The language of rights in our culture has a powerful gravity. Even writers who have tried to theorize ways to conceive of animal ethics beyond the old-fashioned scope of civil rights and standing end up just creating more lists of demands and claims that basically are rights, but under a different name. One of Wolfe’s central examples of this is Martha Nussbaum’s list of animal capabilities: she pitches it as having moved beyond the rights-based approach of cataloguing standings and demands, but it practically amounts to a list of standings and demands that a wider range of organisms can claim.
The approach of creating lists of claims based on some clear criteria (rights, capabilities, or some other) is an approach to philosophy that sees its goal as crafting specific problems to deal with well-defined issues by producing definitive answers that ends the inquiry. I’ve never liked this approach to philosophy precisely because it tries to settle problems that motivate countless writers across the world and across centuries in neat little packages. It treats difficult questions as if they had easy answers.

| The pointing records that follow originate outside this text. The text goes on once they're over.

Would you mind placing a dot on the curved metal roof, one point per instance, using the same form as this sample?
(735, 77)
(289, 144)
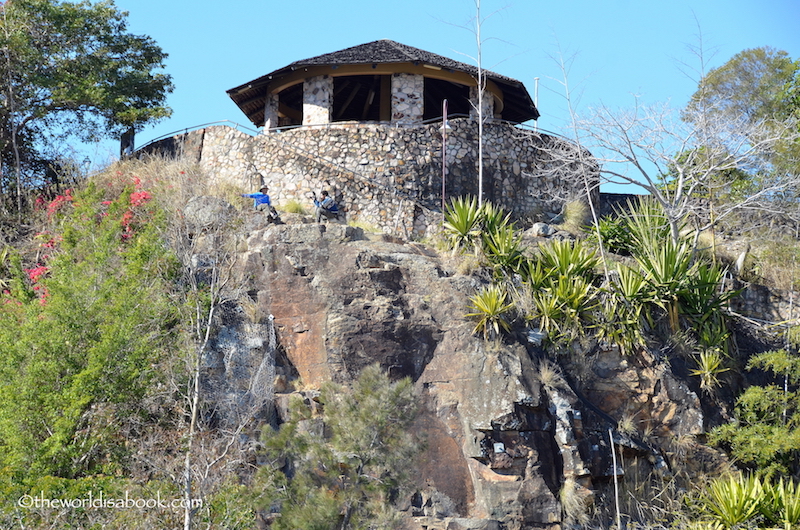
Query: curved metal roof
(250, 97)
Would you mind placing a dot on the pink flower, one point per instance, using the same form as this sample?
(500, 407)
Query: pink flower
(59, 201)
(140, 197)
(36, 273)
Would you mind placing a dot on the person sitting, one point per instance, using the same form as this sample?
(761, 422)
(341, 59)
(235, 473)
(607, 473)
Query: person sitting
(326, 207)
(262, 203)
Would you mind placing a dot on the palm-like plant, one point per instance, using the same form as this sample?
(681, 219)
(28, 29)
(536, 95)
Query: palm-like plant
(490, 306)
(503, 248)
(732, 500)
(781, 503)
(623, 303)
(494, 218)
(569, 258)
(709, 366)
(667, 268)
(462, 223)
(566, 307)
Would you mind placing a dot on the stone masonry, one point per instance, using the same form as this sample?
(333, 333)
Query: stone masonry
(390, 177)
(317, 100)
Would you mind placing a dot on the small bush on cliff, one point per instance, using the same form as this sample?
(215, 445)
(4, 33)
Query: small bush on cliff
(343, 469)
(766, 432)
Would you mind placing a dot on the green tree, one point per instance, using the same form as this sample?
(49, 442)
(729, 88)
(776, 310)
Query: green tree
(70, 69)
(755, 84)
(765, 434)
(754, 91)
(81, 332)
(342, 469)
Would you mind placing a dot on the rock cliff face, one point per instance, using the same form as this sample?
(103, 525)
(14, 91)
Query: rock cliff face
(505, 429)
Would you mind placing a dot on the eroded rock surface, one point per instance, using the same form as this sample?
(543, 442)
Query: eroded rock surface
(499, 443)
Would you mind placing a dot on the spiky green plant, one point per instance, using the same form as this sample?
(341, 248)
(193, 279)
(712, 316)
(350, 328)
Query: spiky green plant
(709, 367)
(462, 223)
(503, 248)
(732, 500)
(491, 308)
(494, 218)
(534, 273)
(781, 503)
(646, 224)
(566, 308)
(666, 266)
(569, 258)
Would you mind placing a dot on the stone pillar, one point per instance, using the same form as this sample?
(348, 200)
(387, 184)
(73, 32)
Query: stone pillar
(407, 99)
(271, 112)
(488, 104)
(317, 100)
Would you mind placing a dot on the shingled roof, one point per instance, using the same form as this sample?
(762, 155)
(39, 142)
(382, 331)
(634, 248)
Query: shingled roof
(518, 105)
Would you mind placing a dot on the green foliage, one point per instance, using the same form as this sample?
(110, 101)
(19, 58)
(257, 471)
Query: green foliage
(462, 223)
(754, 84)
(569, 258)
(732, 500)
(614, 233)
(766, 432)
(623, 305)
(71, 69)
(491, 308)
(709, 367)
(503, 248)
(80, 335)
(76, 60)
(781, 503)
(343, 469)
(737, 500)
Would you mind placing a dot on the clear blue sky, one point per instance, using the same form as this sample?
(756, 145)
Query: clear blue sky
(617, 47)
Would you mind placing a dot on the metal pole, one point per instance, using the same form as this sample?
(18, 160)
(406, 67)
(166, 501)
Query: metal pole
(536, 102)
(444, 154)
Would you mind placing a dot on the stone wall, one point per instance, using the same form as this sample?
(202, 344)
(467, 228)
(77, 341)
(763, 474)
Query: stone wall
(317, 100)
(391, 177)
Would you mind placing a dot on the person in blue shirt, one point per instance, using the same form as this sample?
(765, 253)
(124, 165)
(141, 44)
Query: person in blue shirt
(326, 207)
(262, 203)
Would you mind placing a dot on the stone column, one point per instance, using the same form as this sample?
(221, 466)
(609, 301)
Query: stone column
(488, 104)
(407, 99)
(317, 100)
(271, 112)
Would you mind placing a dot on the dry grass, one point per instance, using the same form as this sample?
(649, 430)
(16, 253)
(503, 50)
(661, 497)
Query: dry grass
(575, 502)
(550, 376)
(575, 213)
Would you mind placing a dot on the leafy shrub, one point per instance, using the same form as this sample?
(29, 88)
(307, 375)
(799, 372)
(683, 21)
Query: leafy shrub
(491, 309)
(732, 500)
(81, 331)
(462, 223)
(341, 469)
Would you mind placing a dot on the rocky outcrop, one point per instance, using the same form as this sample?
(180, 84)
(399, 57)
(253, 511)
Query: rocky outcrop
(501, 436)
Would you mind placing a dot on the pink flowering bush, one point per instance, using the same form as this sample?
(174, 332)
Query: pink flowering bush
(56, 204)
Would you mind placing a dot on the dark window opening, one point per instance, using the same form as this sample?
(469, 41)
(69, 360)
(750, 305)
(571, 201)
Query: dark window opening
(437, 90)
(359, 97)
(290, 106)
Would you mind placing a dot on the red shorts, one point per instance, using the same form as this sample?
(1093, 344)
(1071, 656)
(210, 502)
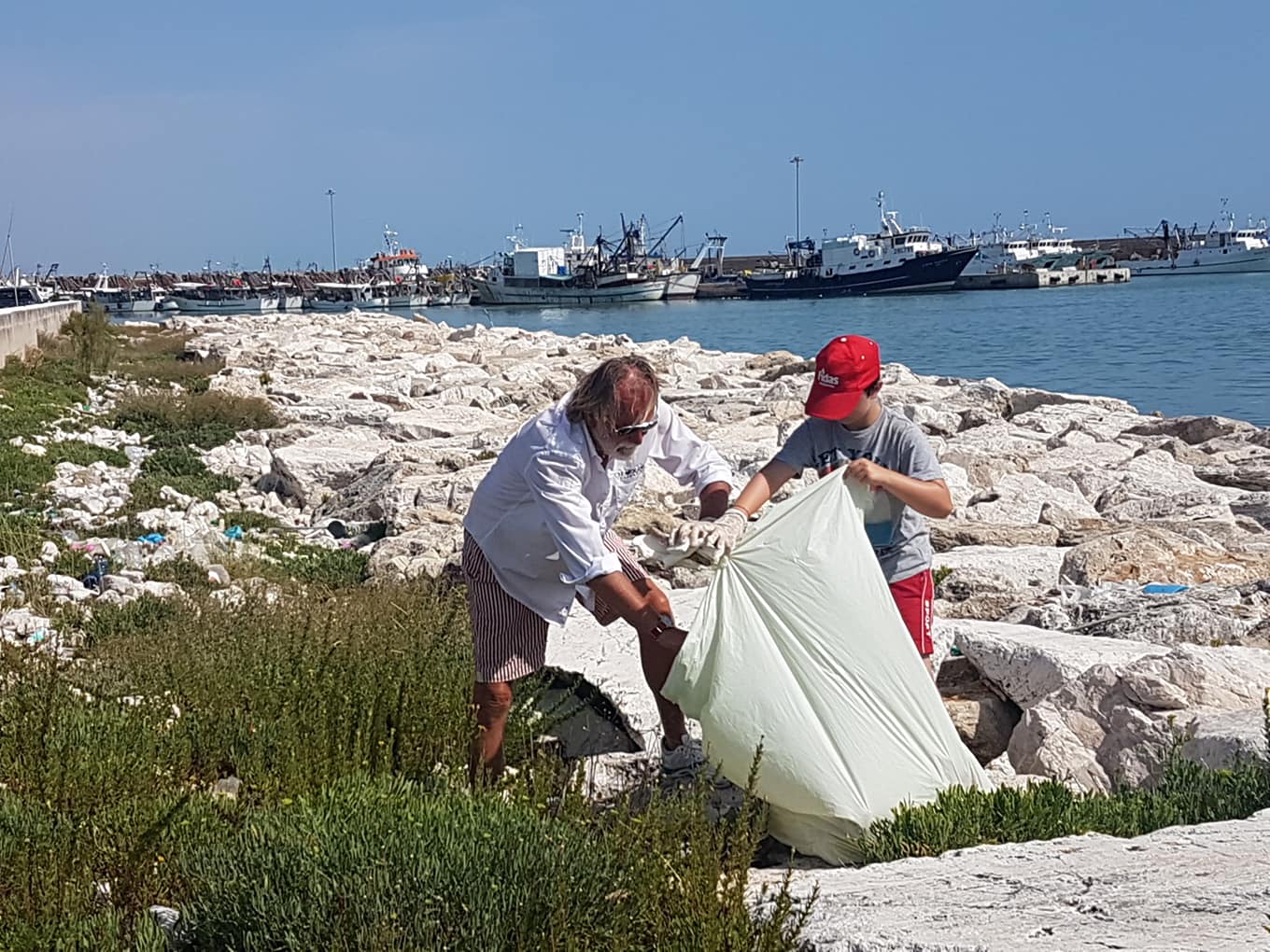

Wolfe considers literature better suited to engaging with the core issues of what our attitudes should be to the animals on which we depend to live. Literature depicts difficult situations, undecidable moments, suspension in an existentially powerful tension. He refers to J. M. Coetzee, who has written about the existential terror of realizing that we must consume creatures with which we’re evolutionarily continuous.
By showing how the problems of rights and standing to make claims against those who harm them can apply to the situations of animals, Wolfe tries to problematize the bioethics of hospital practice. When not only humans, but many kinds of life, can provoke the ethical unsettling of an existentially problematic encounter, a lot of the core presumptions that ground our everyday moral practice are shaken along with ourselves.